Budget 2015: Harriet Harman says families will still suffer
- Published
Working families will still suffer despite George Osborne's Budget pledge of a National Living Wage, Labour says.
The party's acting leader Harriet Harman said the government's rhetoric was "liberated from reality".
She said her party would give "serious consideration" to some measures and be a "different kind of opposition".
She accused the Tories of "ducking" out of a decision on expanding airport capacity and said apprenticeship numbers were "stagnating".
Mr Osborne's first Budget of the Conservative government included a freeze on working-age benefits for four years, a pledge to spend 2% of GDP on defence and a four-year cap on public-sector pay rises.
'Northern power cut'
He also introduced a new National Living Wage which would rise to £9 an hour by 2020.
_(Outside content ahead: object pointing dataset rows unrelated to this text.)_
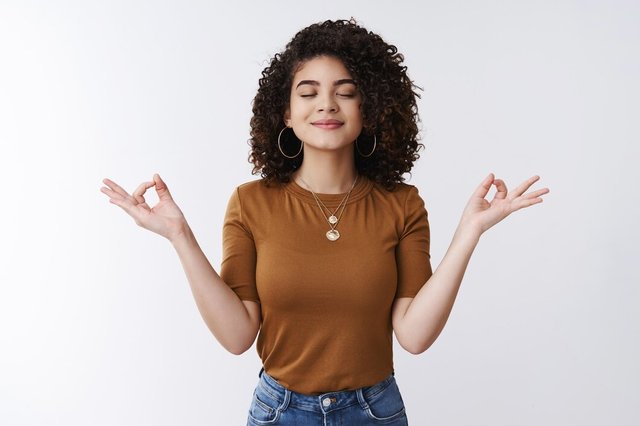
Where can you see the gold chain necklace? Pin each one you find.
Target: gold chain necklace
(332, 219)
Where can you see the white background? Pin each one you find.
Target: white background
(97, 322)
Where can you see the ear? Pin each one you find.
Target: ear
(287, 117)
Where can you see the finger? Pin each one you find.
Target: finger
(524, 186)
(138, 194)
(115, 187)
(527, 202)
(536, 193)
(161, 187)
(482, 190)
(501, 190)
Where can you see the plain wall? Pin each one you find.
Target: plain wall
(97, 322)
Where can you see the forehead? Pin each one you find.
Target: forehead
(320, 67)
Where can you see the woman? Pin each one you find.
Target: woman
(328, 254)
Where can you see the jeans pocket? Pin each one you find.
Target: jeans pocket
(263, 409)
(386, 406)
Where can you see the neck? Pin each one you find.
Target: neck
(327, 172)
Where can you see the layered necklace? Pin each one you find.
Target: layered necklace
(332, 234)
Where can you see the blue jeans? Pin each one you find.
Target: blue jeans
(273, 404)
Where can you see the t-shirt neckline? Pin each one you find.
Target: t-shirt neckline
(360, 190)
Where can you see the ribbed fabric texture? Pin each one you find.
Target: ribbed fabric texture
(326, 305)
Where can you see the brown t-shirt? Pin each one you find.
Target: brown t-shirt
(326, 305)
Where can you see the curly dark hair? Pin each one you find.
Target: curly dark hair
(389, 109)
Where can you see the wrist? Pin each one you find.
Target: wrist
(181, 235)
(468, 231)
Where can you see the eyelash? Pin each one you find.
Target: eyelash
(344, 95)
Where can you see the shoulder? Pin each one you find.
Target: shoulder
(403, 194)
(257, 187)
(256, 193)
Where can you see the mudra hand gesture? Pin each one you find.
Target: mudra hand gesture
(482, 214)
(165, 218)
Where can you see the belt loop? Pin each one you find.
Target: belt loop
(287, 399)
(361, 400)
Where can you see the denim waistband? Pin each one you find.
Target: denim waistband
(322, 403)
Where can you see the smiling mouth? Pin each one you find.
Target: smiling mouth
(327, 124)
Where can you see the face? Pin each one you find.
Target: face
(324, 107)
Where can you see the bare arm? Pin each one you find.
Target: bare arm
(418, 321)
(234, 323)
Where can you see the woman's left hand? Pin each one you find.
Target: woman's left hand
(482, 214)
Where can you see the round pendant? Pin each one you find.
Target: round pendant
(333, 235)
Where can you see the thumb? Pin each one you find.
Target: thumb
(161, 187)
(484, 187)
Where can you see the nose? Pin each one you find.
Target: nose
(327, 104)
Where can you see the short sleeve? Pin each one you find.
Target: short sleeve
(238, 268)
(412, 252)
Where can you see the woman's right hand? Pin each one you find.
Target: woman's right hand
(165, 218)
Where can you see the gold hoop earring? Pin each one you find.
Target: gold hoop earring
(374, 147)
(280, 147)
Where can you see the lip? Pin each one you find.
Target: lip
(328, 123)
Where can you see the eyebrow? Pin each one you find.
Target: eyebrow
(335, 83)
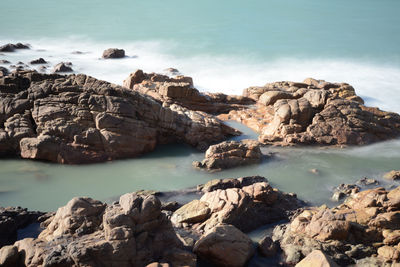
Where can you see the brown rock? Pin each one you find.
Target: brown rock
(225, 245)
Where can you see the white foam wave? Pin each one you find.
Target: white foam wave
(375, 82)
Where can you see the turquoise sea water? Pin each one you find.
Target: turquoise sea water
(225, 46)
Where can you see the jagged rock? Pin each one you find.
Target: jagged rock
(180, 90)
(225, 245)
(13, 47)
(38, 61)
(234, 204)
(267, 247)
(317, 258)
(367, 223)
(344, 190)
(114, 53)
(13, 219)
(314, 112)
(86, 232)
(392, 175)
(62, 67)
(78, 119)
(230, 154)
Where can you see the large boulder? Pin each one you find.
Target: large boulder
(180, 90)
(230, 154)
(79, 119)
(86, 232)
(314, 112)
(366, 224)
(225, 245)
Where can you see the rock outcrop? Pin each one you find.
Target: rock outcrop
(234, 201)
(14, 218)
(225, 245)
(180, 90)
(114, 53)
(314, 112)
(230, 154)
(86, 232)
(79, 119)
(366, 224)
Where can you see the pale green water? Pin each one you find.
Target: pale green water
(225, 46)
(45, 186)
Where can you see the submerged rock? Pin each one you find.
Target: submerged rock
(230, 154)
(314, 112)
(114, 53)
(225, 245)
(79, 119)
(86, 232)
(235, 203)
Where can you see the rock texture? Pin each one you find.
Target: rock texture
(86, 232)
(225, 245)
(180, 90)
(114, 53)
(14, 218)
(79, 119)
(366, 224)
(234, 201)
(230, 154)
(314, 112)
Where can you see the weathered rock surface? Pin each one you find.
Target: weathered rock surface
(114, 53)
(180, 90)
(38, 61)
(317, 259)
(78, 119)
(63, 67)
(234, 201)
(230, 154)
(13, 47)
(14, 218)
(314, 112)
(225, 245)
(366, 224)
(86, 232)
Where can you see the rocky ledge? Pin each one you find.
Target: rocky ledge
(79, 119)
(364, 230)
(230, 154)
(314, 112)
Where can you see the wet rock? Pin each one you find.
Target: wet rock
(225, 245)
(38, 61)
(62, 67)
(344, 190)
(366, 224)
(114, 53)
(180, 90)
(314, 112)
(14, 218)
(87, 232)
(392, 175)
(13, 47)
(267, 247)
(238, 201)
(317, 258)
(230, 154)
(78, 119)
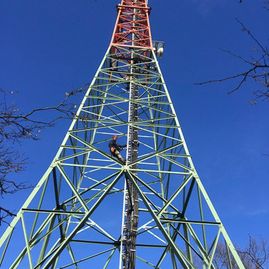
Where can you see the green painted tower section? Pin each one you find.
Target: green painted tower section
(92, 209)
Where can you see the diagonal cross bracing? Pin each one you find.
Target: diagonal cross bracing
(91, 209)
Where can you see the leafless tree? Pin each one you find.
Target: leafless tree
(17, 126)
(256, 67)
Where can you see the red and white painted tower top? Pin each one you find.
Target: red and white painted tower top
(132, 27)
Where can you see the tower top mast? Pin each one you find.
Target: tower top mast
(132, 28)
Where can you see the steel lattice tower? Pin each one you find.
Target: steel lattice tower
(91, 211)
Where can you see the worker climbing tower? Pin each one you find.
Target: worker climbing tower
(93, 210)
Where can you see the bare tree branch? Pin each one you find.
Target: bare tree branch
(16, 126)
(257, 69)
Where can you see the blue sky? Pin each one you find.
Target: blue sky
(50, 47)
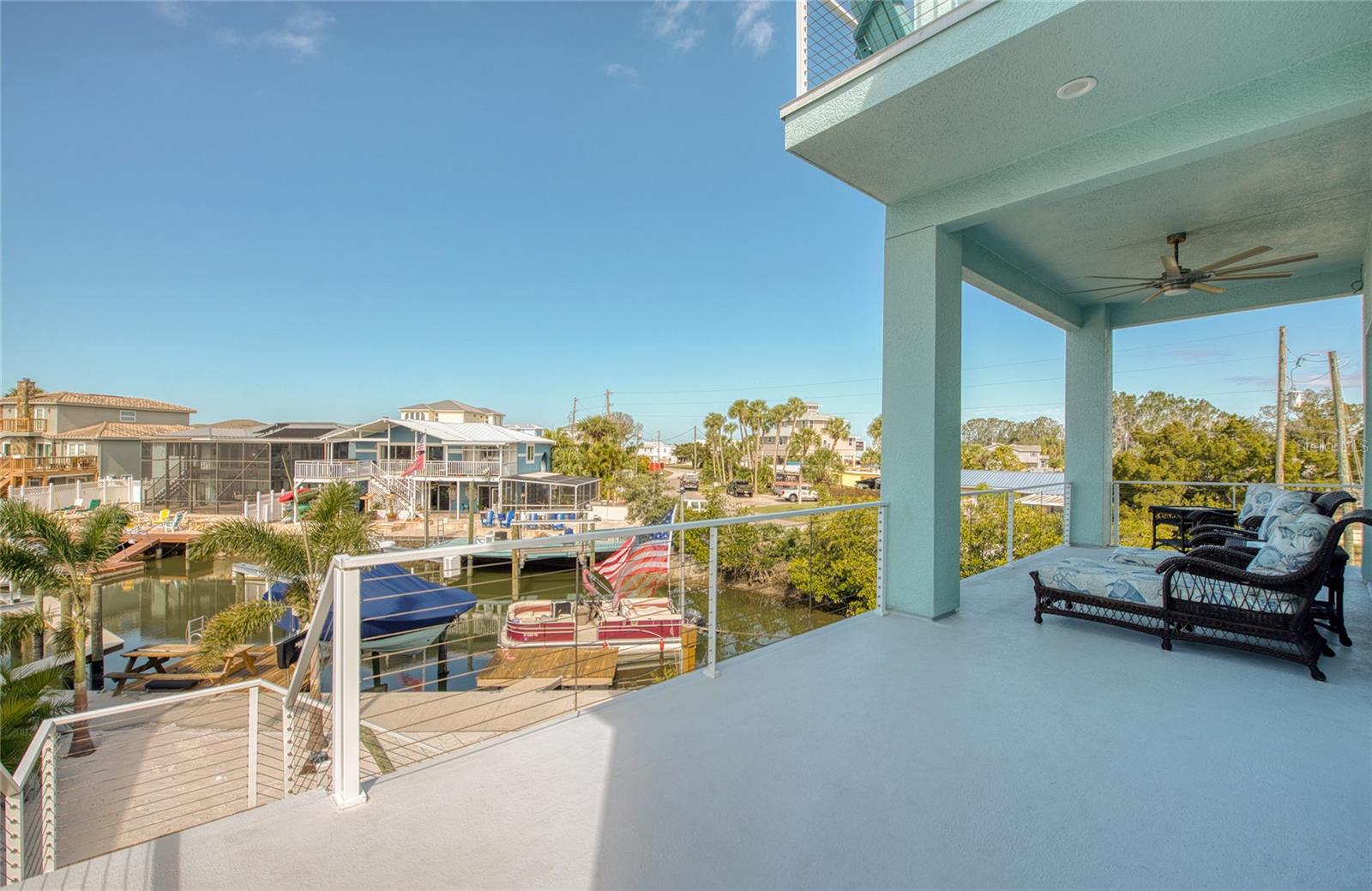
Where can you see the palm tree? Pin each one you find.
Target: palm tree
(298, 557)
(41, 550)
(837, 429)
(875, 431)
(27, 701)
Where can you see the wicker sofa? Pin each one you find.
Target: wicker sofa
(1211, 595)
In her response, Ms Harman said she would resist the temptation to "oppose everything the government does".
She said Labour supported measures including lowering the welfare cap and would have made cuts to unprotected departments had it been in power.
In a reference to the cheering on the Conservative benches when the living wage was announced, she said: "Clearly what honourable members do not understand is that even with the higher national wage that he's announced it will not be enough for a family to live on because of the cuts in tax credits."
She also criticised the government for delaying the electrification of the railway line between Manchester and Leeds, saying: "The great Northern Powerhouse is starting to look like the great Northern power cut."
Labour would support the raising of the 40p tax threshold and the lifting of the personal allowance but would study the detail of both measures, she added.
Speaking to BBC News, shadow chancellor Chris Leslie questioned whether the measures prioritised by the chancellor would boost productivity.
He said "manifesto promise after manifesto promise" was being "thrown out" by the Conservatives.
"They won an election in some respects on a false prospectus," he added.